With the departure of Poplar, Bethea understands his pass-first mentality will need to subside in order for MCS to have success this season.

“I don’t think it will be hard because I know how to do it, but I have to do it at this point,” Bethea said. “I like to pass the ball more but as I score more, the facilitating will be there.”

Joining Bethea in the backcourt will be 6-3 senior Trent Middleton, who began his career at now defunct Bishop McDevitt. He averaged 11.9 points per game last season, including a 22-point performance against Class 6A champion Reading and a 31-point outburst against Maritime Academy Charter. Diggs said that Middleton “knows how to put the ball in the bucket and how to play. In my opinion, he’s one of the more under-recruited players in the area so he’s playing with a chip on his shoulder.”

The Mighty Elephants have a flurry of guards that they will interchange throughout the season. Chauncey Pressley, a 6-1 junior combo guard, scored 9 ppg, and Diggs is expecting him to take a major step forward. Aasim Burton, a 6-2 sophomore, played in nine games as a freshman and “he’s one of those guys we’re going to look to on offense, whether it be as a starter or coming off the bench. He’ll have a big role on our team this year,” Diggs noted. Nayeem Johnson, a 6-2 junior, Isaiah Griffin, a 6-4 junior, and Jeff King, a 5-11 junior, should all see increases in minutes and production.
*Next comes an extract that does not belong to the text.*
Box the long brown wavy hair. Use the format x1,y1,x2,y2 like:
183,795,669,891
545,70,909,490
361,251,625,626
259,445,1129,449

Khalif Crawley (above) is one of the best forwards in the city regardless of league. (Photo: Josh Verlin/CoBL)

Down low, MCS boasts one of the most imposing frontcourts in the Public League. Khalif Crawley returns after averaging 9.2 points, 8.4 rebounds and 2 blocks per game as a junior. The 6-8 forward holds offers from Howard, UMBC, Stony Brook, St. Peter’s, Radford, North Carolina A&T, NJIT and Mount St. Mary’s.

“He’s come along a lot as a player and person,” Diggs said. “He played on the Nike EYBL circuit with Team Durant so he got very good experience this past summer. We’re hoping he can build off that and see how far he can take it.”

Alongside Crawley will be 7-foot senior Darryon Prescott, who recently committed to play at Florida International. His size is what caught scouts’ attention, but his ability to run the floor and move at his height is what makes him an intriguing prospect. “He’s a late bloomer, but to have a guy at 7-foot that can move, there aren’t that many players that move like that,” Diggs says. Hadir Boswell, a 6-4 senior forward who transferred in from Bonner-Prendergast, will also see time in the frontcourt.

Diggs has loaded the schedule with premiere events, such as Quincy Shootout (Ill.), where MCS will take on St. Louis University High School (Mo.) and Pebblebrook High (Ga.), the Burger King Classic in Erie (Pa.), the Word of God Invitational (N.C.) and the Battle of the Bay in Atlantic City (N.J.). They will also have a difficult road through the Public League A Division with Imhotep Charter, Martin Luther King, Constitution, Abraham Lincoln, Sankofa Freedom and Simon Gratz on the schedule.

Bethea is excited for what this year’s group can accomplish, as long as they work as a cohesive unit.

“When we play together, we’re really good,” Bethea said. “We need to stop doing so much one-on-one. We all know we have to play through each other, make an extra pass and do the little things to make us better.”

Still, he did not sugarcoat what the Mighty Elephants are focused on.

“We’re only focused on Imhotep,” Bethea said. “We’re not going to sleep on anyone, but we know we should be meeting them in the Pub championship.”